Bérénice plissa le nez. Elle n’avait jamais remis en cause le statut très fermé de la Bibliothèque Babel-Babylone, étant donné la dangerosité latente de certains des ouvrages qui y étaient conservés, mais celle d’Alexandrie ne nécessitait pas tant de précautions. Dès lors que les lecteurs éventuels étaient mis au fait de la préciosité des plus vieux livres présents ou de ceux ayant été perdus pour le reste du monde, il n’y avait aucune raison de restreindre à ce point l’accès au site. Garder de tels trésors claquemurés lui semblait une hérésie. Cela allait à l’encontre du principe même de bibliothèque.

En 2013 dans son discours prononcé au Barbican Centre de Londres sur invitation de la Reading Agency (Pourquoi notre futur dépend des bibliothèques, de la lecture et de l’imagination, texte mis à disposition gratuitement par les éditions Au Diable Vauvert, traduction de Patrick Marcel), Neil Gaiman (oui, encore lui) annonçait :

Je vais vous dire que les bibliothèques sont importantes. Je vais suggérer que lire de la fiction, lire pour le plaisir, est une des plus importantes activités à laquelle on puisse s’adonner. Je vais lancer un appel passionné pour que les gens comprennent ce que sont les bibliothèques et les bibliothécaires, et qu’il faut les préserver.

Sous l’apparence d’une fiction légère, Magali Lefebvre, rappelle le rôle fondamental des livres, l’importance du savoir qu’ils contiennent, la nécessaire accessibilité des bibliothèques et la mission capitale des bibliothécaires. Et sur le RSF Blog, on embarquera avec plaisir au côté de Bérénice Libretti pour une nouvelle aventure.

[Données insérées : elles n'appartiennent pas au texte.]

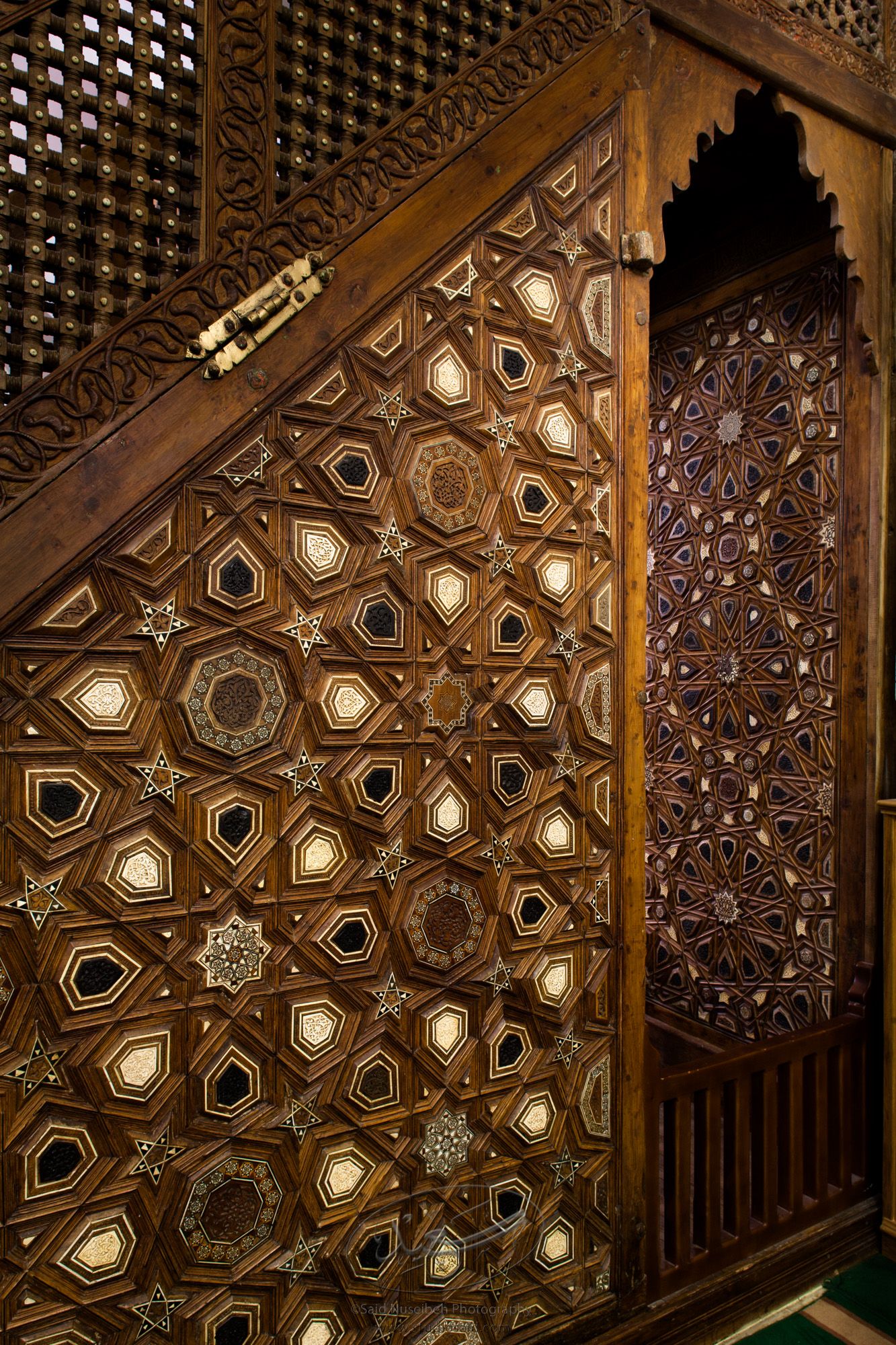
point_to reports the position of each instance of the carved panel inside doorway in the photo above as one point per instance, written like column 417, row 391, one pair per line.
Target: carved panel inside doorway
column 743, row 662
column 310, row 923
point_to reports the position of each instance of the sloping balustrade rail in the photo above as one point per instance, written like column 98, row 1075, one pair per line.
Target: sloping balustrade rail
column 751, row 1147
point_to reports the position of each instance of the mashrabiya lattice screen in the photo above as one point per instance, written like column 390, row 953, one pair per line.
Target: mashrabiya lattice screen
column 743, row 661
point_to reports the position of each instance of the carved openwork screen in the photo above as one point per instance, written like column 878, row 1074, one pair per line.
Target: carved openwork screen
column 743, row 662
column 311, row 965
column 101, row 132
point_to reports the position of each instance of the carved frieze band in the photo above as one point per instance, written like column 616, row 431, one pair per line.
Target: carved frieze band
column 85, row 399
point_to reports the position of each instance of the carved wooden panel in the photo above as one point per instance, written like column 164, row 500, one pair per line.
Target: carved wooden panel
column 345, row 71
column 743, row 661
column 99, row 388
column 310, row 965
column 101, row 135
column 853, row 34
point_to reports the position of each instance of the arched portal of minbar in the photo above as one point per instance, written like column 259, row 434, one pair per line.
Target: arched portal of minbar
column 745, row 587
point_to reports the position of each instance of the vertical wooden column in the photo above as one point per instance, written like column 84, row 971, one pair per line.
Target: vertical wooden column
column 635, row 309
column 888, row 1225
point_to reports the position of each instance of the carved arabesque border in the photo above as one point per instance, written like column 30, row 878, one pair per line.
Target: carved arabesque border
column 807, row 33
column 68, row 412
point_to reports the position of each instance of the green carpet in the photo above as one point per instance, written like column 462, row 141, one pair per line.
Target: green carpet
column 792, row 1331
column 868, row 1292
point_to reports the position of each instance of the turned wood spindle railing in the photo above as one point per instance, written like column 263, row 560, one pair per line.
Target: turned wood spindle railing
column 752, row 1145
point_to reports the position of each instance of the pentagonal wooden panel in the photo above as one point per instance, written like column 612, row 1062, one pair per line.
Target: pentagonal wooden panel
column 310, row 925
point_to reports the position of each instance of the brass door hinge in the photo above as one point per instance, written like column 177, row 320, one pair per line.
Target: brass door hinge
column 638, row 251
column 251, row 323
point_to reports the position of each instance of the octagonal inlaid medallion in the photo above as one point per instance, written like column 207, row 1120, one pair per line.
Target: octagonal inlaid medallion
column 231, row 1211
column 447, row 923
column 448, row 485
column 235, row 701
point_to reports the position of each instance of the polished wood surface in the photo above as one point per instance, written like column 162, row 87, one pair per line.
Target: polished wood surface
column 751, row 1145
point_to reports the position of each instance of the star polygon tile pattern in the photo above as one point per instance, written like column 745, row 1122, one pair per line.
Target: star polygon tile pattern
column 291, row 1059
column 743, row 657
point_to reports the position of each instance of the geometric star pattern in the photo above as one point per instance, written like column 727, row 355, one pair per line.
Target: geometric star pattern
column 743, row 657
column 161, row 622
column 155, row 1155
column 40, row 900
column 155, row 1312
column 303, row 1260
column 161, row 779
column 337, row 945
column 40, row 1069
column 304, row 774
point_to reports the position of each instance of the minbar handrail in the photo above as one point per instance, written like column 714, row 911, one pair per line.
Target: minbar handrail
column 749, row 1147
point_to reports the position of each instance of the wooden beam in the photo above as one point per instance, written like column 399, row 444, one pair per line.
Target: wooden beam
column 783, row 64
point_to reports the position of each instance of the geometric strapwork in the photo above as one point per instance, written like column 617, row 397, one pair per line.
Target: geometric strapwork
column 743, row 658
column 323, row 1024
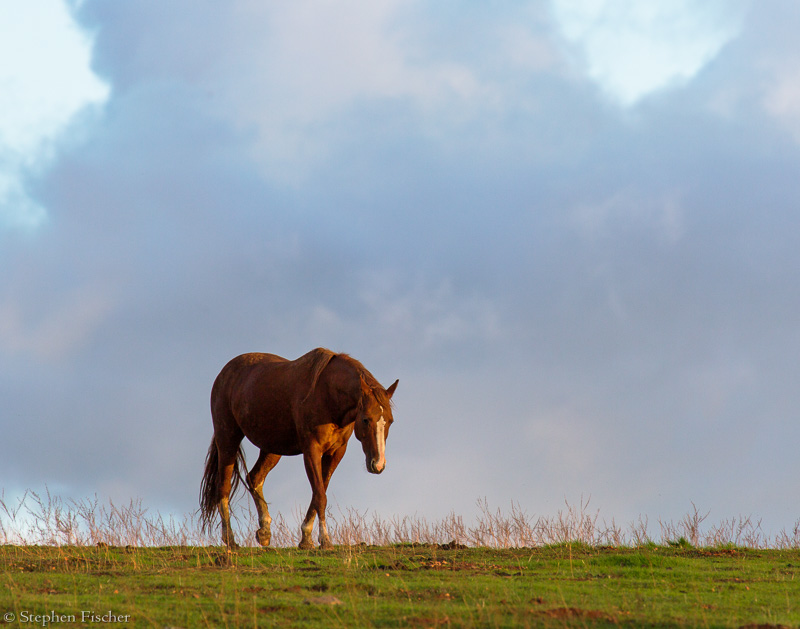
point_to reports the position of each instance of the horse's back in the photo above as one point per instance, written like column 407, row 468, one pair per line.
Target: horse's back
column 259, row 393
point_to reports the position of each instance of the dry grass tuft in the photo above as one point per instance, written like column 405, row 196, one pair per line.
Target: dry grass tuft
column 49, row 520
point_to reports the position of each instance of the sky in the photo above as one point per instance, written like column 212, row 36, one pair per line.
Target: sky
column 571, row 228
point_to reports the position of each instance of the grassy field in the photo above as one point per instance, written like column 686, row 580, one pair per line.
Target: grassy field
column 401, row 585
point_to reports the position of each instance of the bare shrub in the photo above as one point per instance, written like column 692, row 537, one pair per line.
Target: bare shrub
column 47, row 519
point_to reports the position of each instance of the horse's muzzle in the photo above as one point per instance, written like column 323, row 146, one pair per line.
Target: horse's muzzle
column 375, row 467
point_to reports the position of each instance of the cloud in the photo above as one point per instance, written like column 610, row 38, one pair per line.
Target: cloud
column 632, row 49
column 44, row 86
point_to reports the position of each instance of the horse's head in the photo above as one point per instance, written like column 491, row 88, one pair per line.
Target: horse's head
column 372, row 424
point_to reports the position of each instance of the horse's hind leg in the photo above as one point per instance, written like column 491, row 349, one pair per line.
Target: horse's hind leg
column 255, row 482
column 228, row 452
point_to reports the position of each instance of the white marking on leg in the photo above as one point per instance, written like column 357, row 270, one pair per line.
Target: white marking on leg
column 323, row 531
column 307, row 527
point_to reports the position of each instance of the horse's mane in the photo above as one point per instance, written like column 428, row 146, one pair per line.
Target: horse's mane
column 320, row 358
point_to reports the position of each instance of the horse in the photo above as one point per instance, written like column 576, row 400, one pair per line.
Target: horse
column 309, row 406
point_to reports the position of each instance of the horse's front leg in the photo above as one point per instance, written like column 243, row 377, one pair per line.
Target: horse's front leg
column 312, row 459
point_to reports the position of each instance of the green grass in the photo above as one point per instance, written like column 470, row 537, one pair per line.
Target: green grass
column 407, row 585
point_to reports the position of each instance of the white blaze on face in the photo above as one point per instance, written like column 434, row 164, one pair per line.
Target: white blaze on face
column 380, row 439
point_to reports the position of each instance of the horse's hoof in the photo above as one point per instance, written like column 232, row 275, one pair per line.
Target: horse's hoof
column 263, row 537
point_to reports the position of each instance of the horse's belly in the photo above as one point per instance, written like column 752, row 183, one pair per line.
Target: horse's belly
column 273, row 439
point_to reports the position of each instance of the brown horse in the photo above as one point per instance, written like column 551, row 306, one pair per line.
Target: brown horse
column 308, row 406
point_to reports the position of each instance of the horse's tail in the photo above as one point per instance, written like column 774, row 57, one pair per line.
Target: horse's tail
column 209, row 487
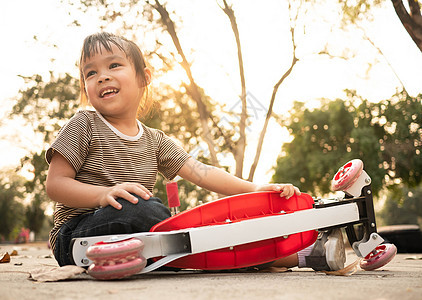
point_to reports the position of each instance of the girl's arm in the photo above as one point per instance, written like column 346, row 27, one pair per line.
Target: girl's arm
column 221, row 182
column 62, row 187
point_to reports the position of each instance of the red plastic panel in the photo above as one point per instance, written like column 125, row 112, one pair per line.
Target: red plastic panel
column 236, row 209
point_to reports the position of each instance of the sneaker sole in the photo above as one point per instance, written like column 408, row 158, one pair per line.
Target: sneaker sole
column 335, row 253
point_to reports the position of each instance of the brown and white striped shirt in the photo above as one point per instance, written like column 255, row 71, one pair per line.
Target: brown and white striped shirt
column 102, row 155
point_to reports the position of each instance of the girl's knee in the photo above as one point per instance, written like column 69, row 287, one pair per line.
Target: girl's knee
column 152, row 209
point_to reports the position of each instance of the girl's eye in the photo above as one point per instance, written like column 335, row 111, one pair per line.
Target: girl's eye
column 90, row 73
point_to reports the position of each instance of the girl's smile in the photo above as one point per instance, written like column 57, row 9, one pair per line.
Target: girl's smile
column 112, row 85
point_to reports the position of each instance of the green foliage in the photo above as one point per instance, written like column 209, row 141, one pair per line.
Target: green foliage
column 11, row 210
column 45, row 106
column 385, row 135
column 403, row 206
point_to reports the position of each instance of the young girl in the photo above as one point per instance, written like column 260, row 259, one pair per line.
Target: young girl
column 103, row 164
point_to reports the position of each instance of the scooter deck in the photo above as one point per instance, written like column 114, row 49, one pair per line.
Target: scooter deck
column 235, row 209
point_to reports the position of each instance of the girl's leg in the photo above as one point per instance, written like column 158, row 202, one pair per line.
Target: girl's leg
column 131, row 218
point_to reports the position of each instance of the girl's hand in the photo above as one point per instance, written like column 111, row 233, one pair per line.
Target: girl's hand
column 125, row 191
column 287, row 190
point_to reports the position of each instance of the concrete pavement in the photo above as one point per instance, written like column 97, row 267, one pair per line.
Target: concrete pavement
column 400, row 279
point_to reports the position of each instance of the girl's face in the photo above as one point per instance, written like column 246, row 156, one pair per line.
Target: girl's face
column 111, row 83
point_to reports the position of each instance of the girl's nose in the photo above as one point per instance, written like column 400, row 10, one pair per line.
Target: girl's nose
column 104, row 78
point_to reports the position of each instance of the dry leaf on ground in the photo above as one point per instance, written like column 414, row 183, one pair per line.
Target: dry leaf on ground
column 4, row 257
column 346, row 271
column 45, row 274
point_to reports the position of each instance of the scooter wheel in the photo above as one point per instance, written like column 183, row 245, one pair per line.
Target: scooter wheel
column 347, row 175
column 381, row 256
column 116, row 260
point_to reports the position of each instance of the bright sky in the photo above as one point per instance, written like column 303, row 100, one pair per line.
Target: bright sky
column 206, row 29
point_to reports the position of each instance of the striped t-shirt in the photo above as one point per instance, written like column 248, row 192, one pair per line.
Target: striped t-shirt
column 102, row 155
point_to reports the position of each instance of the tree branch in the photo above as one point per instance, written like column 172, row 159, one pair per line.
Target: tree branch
column 270, row 108
column 412, row 22
column 239, row 151
column 192, row 89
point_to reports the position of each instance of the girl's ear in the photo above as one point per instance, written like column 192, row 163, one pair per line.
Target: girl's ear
column 147, row 73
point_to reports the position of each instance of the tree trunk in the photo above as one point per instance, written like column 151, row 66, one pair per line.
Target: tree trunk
column 270, row 108
column 192, row 89
column 412, row 21
column 239, row 151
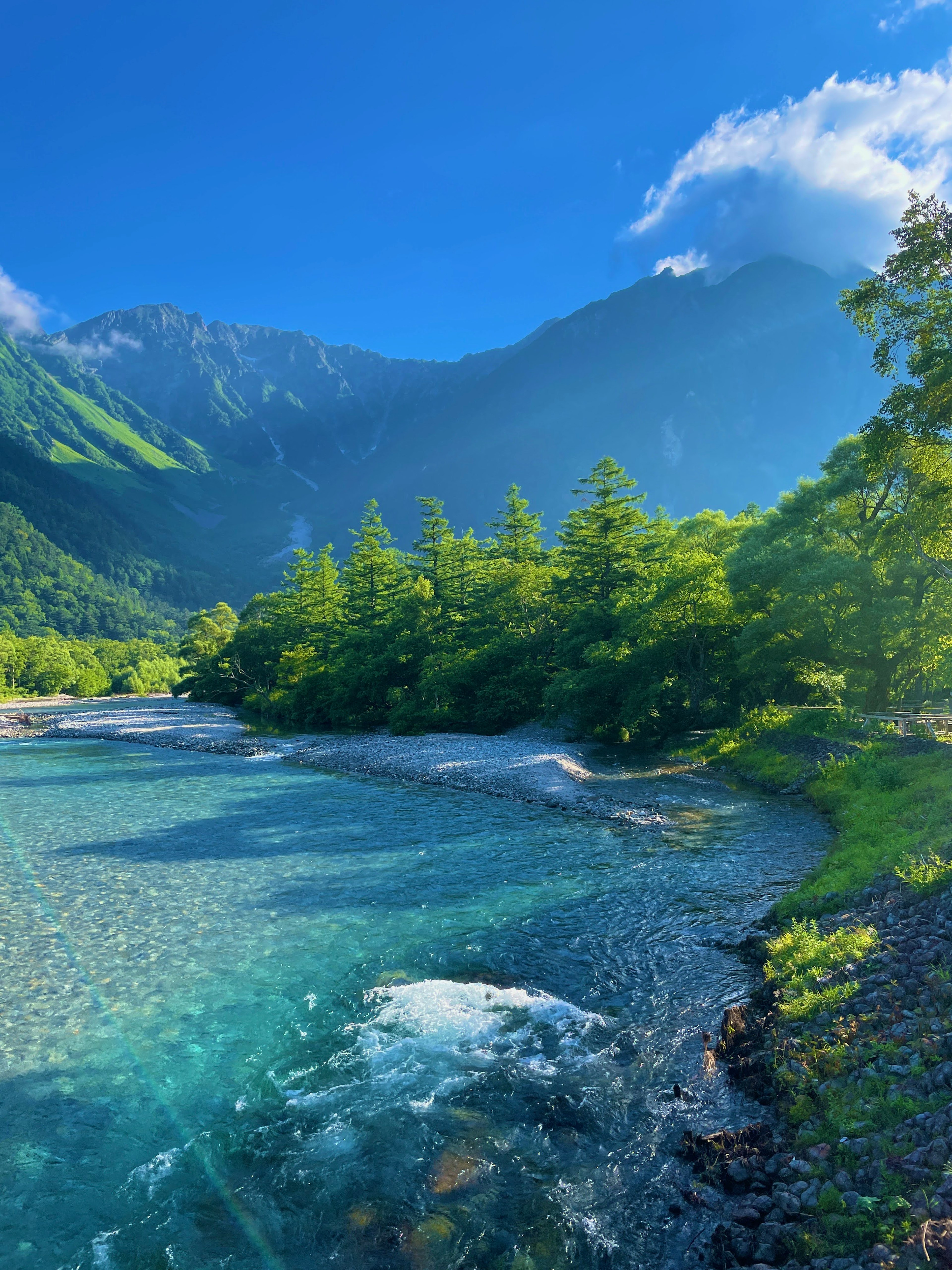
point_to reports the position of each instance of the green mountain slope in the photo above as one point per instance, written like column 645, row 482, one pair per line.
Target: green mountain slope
column 44, row 590
column 711, row 392
column 122, row 492
column 63, row 425
column 75, row 517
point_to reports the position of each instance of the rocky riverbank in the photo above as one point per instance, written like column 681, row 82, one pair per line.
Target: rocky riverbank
column 850, row 1041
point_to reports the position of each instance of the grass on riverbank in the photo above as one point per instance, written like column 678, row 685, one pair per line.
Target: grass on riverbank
column 893, row 810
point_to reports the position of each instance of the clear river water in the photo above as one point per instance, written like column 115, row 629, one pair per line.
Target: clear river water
column 258, row 1016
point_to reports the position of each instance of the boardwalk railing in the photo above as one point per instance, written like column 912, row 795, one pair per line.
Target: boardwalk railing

Cet article a 7 commentaires

  1. Zina

    Pourquoi pas à l’occasion, j’aime bien le genre, ça pourrait me plaire.

  2. Baroona

    “est gardée par Bernard, frère de Cerbère, le gardien des enfers” : cette phrase m’a fait rire bien plus qu’elle n’aurait dû. xD
    J’adore “Neverwhere” aussi mais pour autant ça ne m’a jamais poussé à lire plus d’UF. Ça donne envie de faire une exception (si on omet la romance), ça a l’air fun.

    1. Lhisbei

      je me rends compte qu’elle spoile aussi un peu (un détail) cette phrase 🙂 C’est fun, oui (mais il y a du fond) !

  3. Yuyine

    Génial! Ce n’est pas mon genre à priori mais la bibliothécaire que je suis est forcément intriguée. En tout cas je vais certainement l’ajouter à notre fonds.